Funny? I thought so, but then again, it’s my kid.
But it got me to thinking about how often I run into “Simon Says” cultures in the corporate world. Not long ago I presented to a very large company about how to improve their Internet marketing. During the presentation, the ranking executive continually interrupted me to tell me either that what I was saying was wrong, or that it was obvious.
Now, if I thought it was wrong I wouldn’t say it. (Obviously.) If I thought it was obvious it would be wrong to say it. So, clearly I wasn’t pleasing this executive in this presentation. (Let’s call him Simon.)
The funny thing, however, is that the rest of his staff appeared to be listening with rapt attention, and afterwards they went out of their way to tell me how helpful it was and how much they appreciated my help. I found it strange that none of them had attempted to say these things during the presentation, when it would have been quite helpful. Simon probably made the event less helpful for everyone there.

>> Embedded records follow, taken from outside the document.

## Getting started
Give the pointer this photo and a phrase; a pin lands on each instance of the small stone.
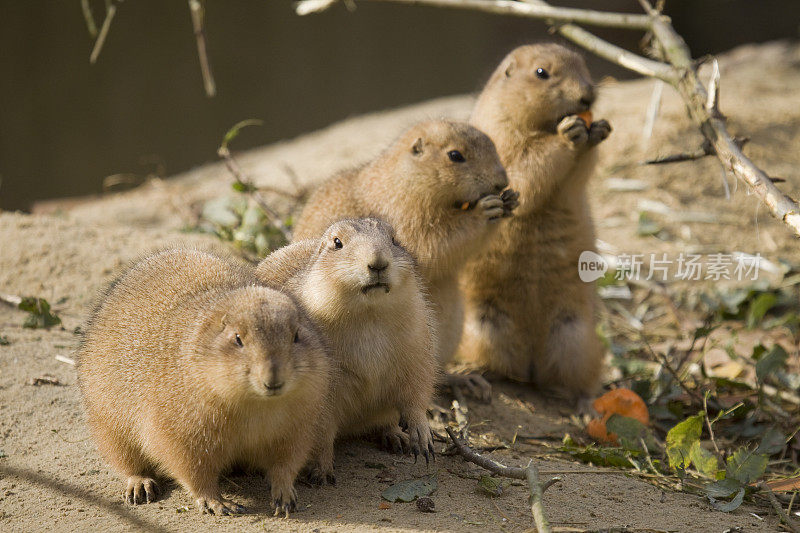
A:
(426, 505)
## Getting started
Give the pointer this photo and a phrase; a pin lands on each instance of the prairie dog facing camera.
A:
(529, 316)
(363, 291)
(188, 368)
(441, 186)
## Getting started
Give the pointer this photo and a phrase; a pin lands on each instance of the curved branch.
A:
(511, 7)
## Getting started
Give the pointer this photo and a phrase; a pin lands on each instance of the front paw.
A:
(599, 132)
(574, 131)
(490, 207)
(420, 439)
(284, 499)
(394, 439)
(510, 199)
(141, 490)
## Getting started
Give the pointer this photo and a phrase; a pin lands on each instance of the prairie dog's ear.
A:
(511, 67)
(416, 148)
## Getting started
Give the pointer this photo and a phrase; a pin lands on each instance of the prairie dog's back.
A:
(149, 300)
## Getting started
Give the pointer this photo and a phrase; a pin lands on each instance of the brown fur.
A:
(382, 339)
(417, 189)
(528, 315)
(169, 391)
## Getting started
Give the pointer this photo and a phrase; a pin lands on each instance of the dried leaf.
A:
(410, 489)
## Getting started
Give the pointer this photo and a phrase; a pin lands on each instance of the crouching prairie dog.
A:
(528, 315)
(362, 289)
(440, 186)
(188, 368)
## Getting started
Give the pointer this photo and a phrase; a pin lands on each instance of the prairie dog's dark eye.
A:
(456, 156)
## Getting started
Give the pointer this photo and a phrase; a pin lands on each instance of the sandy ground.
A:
(52, 478)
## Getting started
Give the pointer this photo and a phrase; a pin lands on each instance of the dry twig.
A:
(198, 13)
(676, 68)
(111, 10)
(530, 474)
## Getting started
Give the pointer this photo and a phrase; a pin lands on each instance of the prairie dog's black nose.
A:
(378, 264)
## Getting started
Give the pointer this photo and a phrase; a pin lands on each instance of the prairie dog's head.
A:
(359, 263)
(535, 86)
(259, 343)
(447, 164)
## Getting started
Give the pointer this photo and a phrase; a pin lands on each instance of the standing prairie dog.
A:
(188, 368)
(528, 314)
(363, 291)
(439, 185)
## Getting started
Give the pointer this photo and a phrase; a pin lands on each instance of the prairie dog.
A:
(187, 368)
(439, 185)
(528, 315)
(362, 289)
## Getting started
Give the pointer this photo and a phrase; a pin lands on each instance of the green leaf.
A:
(595, 455)
(493, 486)
(722, 489)
(771, 361)
(703, 460)
(629, 431)
(680, 440)
(234, 131)
(410, 489)
(727, 507)
(772, 442)
(240, 186)
(39, 313)
(745, 466)
(759, 307)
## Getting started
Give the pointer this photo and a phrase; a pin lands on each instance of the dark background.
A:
(65, 125)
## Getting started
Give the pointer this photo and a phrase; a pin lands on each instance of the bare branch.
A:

As I gained more experience with this company, I found that Simon was attempting to create a “Simon Says” culture. He had tried to hire people just like him and then commanded his reflections to do his bidding. And when they all did something that turned out to be wrong, that was their fault, of course.
I wish this was something that I came across rarely in large corporations, but I find it far more often than I would like. Powerful personalities play Simon in their organizations and command the rest to take certain actions. I often hear it said that Simons are good at running organizations where “command and control” is paramount, but I don’t think there are many jobs like that left, and I find Simons in a lot more places than those.
Increasingly, we don’t need commands. And we certainly don’t need anyone telling us, “You’re all out” when we make a mistake. We need to be creative in the face of changing circumstances. And we won’t be able to “do it wrong quickly” if we are put out of the game the first time we are wrong.
Lest I appear overly critical, I need to admit that I have caught myself behaving like a Simon at times. I have been the person who is sure that he is right. I have been the one ordering people around and then frustrated with them when things don’t work out. I hope that I have caught myself in time, mostly because people were brave enough and kind enough to let me know that I was screwing up.
What about where you work? Are you a Simon sometimes? Is that working for you? Or are you finding that people are not as creative and as freewheeling as you’d like them to be. If people don’t “think outside the box,” maybe you need to stop sitting on the box.
Or maybe you work for a Simon. If you do, you might need to decide to confront Simon when it’s important, or you might want to go find a new game to play. Because it’s only a matter of time before an unreconstructed Simon tells you, “You’re out.”